Virtual realty – a reality in India!

October 4, 2016 / By  

The era of virtual reality (VR) has arrived as it permeates the world of broadcasting and gaming. The Rio Olympics – a VR-compliant event broadcast and Pokemon Go – an augmented realty (AR) gaming platform – are recent examples. Real estate too has taken a page from it and customised it for a better B2C experience, especially residential real estate. Classified ads in newspapers have moved to online portals or apps, and marketing efforts having transcended from mere listings and renders to use of 360-degree views, utilising drone technology and VR gear. To learn more about VR and home selling in Asia Pacific, please take a look at my colleague Hannah’s blog released in June 2016.

In India too, the trend is picking up as we notice developers taking baby steps by including 360-degree views of sample flats along with the conventional two-dimensional plans and architect’s video renders. A careful examination into most of these renderings will, however, result in the customer noticing a caveat below – “images and views depicted may be different from actual and is for representative purpose only”. Developers are trying to remove this very point of contention and uncertainty by directly invoking VR/AR technology into the customer experience to remove or narrow the gap between the depicted and actual.

A Japanese-funded real estate firm’s project in Bangalore is doing exactly this, by not only giving a custom walkthrough of the project but also a view of immediate surroundings from balconies and other vantage points, and actual simulation of sunlight during any particular time of the day. Developers believe that the use of the virtual environment allows them to better understand the customers’ needs and likes, and extends their interaction with the customer.

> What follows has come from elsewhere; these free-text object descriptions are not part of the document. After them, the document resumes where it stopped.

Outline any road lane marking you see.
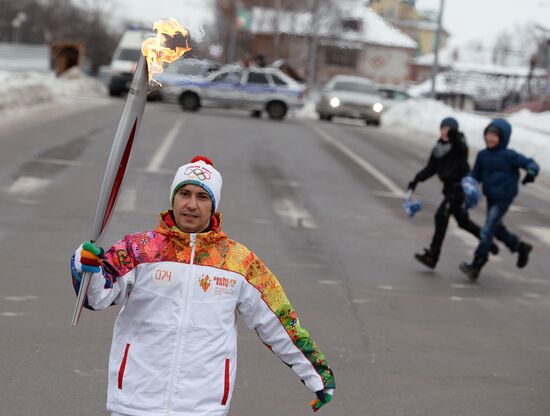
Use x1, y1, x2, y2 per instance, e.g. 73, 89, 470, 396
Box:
4, 295, 38, 301
269, 179, 300, 187
510, 205, 530, 213
451, 284, 475, 289
523, 293, 541, 299
319, 280, 341, 285
117, 187, 137, 212
273, 197, 317, 229
498, 270, 549, 286
1, 312, 25, 317
8, 176, 52, 196
146, 117, 185, 173
521, 225, 550, 247
308, 122, 403, 196
35, 158, 84, 167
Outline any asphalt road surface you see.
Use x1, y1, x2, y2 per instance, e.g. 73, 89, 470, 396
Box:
1, 97, 550, 416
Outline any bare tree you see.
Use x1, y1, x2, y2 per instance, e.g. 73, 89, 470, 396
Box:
492, 30, 514, 66
0, 0, 120, 71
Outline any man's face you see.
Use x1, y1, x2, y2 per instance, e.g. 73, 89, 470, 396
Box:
485, 131, 500, 149
172, 184, 213, 233
440, 126, 450, 141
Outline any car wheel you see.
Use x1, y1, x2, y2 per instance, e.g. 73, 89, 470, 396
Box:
320, 114, 333, 122
180, 92, 201, 112
266, 101, 287, 120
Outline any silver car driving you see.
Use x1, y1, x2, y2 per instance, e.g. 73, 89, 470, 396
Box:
316, 75, 385, 126
162, 65, 305, 120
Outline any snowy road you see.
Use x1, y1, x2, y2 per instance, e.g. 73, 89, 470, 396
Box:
1, 99, 550, 416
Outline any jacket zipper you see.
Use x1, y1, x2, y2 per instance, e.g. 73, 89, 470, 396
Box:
117, 343, 131, 390
165, 234, 196, 416
221, 358, 230, 405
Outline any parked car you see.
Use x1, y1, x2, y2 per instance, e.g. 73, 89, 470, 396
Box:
162, 65, 305, 120
316, 75, 385, 125
108, 29, 153, 97
377, 86, 411, 103
153, 58, 219, 101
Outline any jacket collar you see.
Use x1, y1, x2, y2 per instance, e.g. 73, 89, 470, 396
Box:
155, 210, 226, 247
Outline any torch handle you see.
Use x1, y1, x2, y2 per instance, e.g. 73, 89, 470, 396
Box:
71, 271, 93, 326
71, 55, 149, 326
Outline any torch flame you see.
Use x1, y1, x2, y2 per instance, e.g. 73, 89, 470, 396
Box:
141, 18, 192, 81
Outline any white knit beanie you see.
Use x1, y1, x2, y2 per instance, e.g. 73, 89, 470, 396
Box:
170, 156, 222, 211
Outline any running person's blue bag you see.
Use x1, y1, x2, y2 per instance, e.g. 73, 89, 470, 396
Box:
461, 176, 481, 209
403, 190, 422, 218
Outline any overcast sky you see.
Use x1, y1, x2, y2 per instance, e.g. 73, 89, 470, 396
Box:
109, 0, 550, 48
416, 0, 550, 47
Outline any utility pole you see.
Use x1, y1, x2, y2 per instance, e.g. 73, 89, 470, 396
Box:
11, 11, 27, 44
227, 0, 243, 63
545, 39, 550, 110
430, 0, 445, 98
307, 0, 321, 90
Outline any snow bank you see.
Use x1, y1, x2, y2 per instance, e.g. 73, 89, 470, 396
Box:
0, 68, 107, 115
382, 99, 550, 168
507, 109, 550, 135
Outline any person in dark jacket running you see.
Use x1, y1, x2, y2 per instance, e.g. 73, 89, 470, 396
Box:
408, 117, 498, 269
460, 119, 540, 281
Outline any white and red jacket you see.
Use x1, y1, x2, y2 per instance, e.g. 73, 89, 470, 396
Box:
71, 211, 335, 416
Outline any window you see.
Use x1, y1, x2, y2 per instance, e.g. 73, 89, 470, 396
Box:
246, 72, 269, 85
342, 19, 362, 32
271, 74, 288, 86
333, 82, 377, 95
117, 49, 142, 61
325, 47, 359, 68
212, 71, 241, 83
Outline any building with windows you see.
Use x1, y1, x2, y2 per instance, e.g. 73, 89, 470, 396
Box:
369, 0, 449, 56
246, 1, 417, 85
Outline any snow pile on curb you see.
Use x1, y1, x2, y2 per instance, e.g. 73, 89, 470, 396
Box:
0, 68, 107, 114
382, 99, 550, 167
295, 98, 318, 119
507, 109, 550, 135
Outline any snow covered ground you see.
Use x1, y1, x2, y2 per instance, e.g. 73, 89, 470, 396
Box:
382, 98, 550, 169
0, 68, 107, 121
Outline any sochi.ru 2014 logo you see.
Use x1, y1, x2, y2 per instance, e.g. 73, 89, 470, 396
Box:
199, 274, 211, 293
185, 165, 212, 181
213, 276, 237, 296
153, 269, 173, 288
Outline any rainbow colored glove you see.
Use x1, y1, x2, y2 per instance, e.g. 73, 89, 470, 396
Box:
310, 389, 333, 412
80, 241, 104, 274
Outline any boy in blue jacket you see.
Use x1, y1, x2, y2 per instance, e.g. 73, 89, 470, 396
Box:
460, 119, 540, 281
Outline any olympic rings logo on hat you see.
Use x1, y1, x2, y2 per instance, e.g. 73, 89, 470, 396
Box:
184, 165, 212, 181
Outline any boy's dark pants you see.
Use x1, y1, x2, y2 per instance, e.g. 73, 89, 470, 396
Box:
430, 188, 482, 258
472, 199, 519, 269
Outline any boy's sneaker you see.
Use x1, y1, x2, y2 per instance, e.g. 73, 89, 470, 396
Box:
414, 249, 438, 269
517, 242, 532, 268
459, 262, 480, 282
490, 242, 499, 255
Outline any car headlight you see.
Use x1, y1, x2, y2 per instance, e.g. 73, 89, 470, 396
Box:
373, 102, 384, 113
330, 97, 341, 108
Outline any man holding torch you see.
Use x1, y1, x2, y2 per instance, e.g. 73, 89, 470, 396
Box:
70, 156, 335, 415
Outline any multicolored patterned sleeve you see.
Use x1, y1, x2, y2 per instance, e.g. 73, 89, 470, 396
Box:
70, 237, 138, 310
237, 251, 335, 393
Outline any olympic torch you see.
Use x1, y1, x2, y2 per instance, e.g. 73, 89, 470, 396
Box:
71, 19, 191, 326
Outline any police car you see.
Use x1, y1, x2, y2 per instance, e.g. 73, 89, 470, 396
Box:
162, 65, 305, 120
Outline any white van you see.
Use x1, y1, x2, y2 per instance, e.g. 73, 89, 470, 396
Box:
108, 28, 152, 96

Most homebuyers have difficulty visualising how the finished product will look and also expect price reductions if bought before construction is completed. However, if you can help someone better appreciate what a property will actually look like, it is easier for them to grasp the real value.

While this technology may still be in its infancy, a closer look shows why it is a plausible game changer as it permeates into the construction industry, interior design, etc. For instance, Urban Ladder, an Indian online furniture store, boosted product sales by 40 per cent following the introduction of an AR mobile app which allows customers to visualise how furniture would fit in their room. Imagine when the same technology is tweaked for project pitches to clients in commercial realty, project management discussions with architects, or even for clients looking at a deal in another country – possibly omitting the cost and time of travel.

The potential for VR application in real estate will only grow as more start-ups foray into the sector and costs are drastically brought down. In addition, as India’s homebuyers comprise a large section from the younger generation, virtual visits to properties are only likely to grow in the future.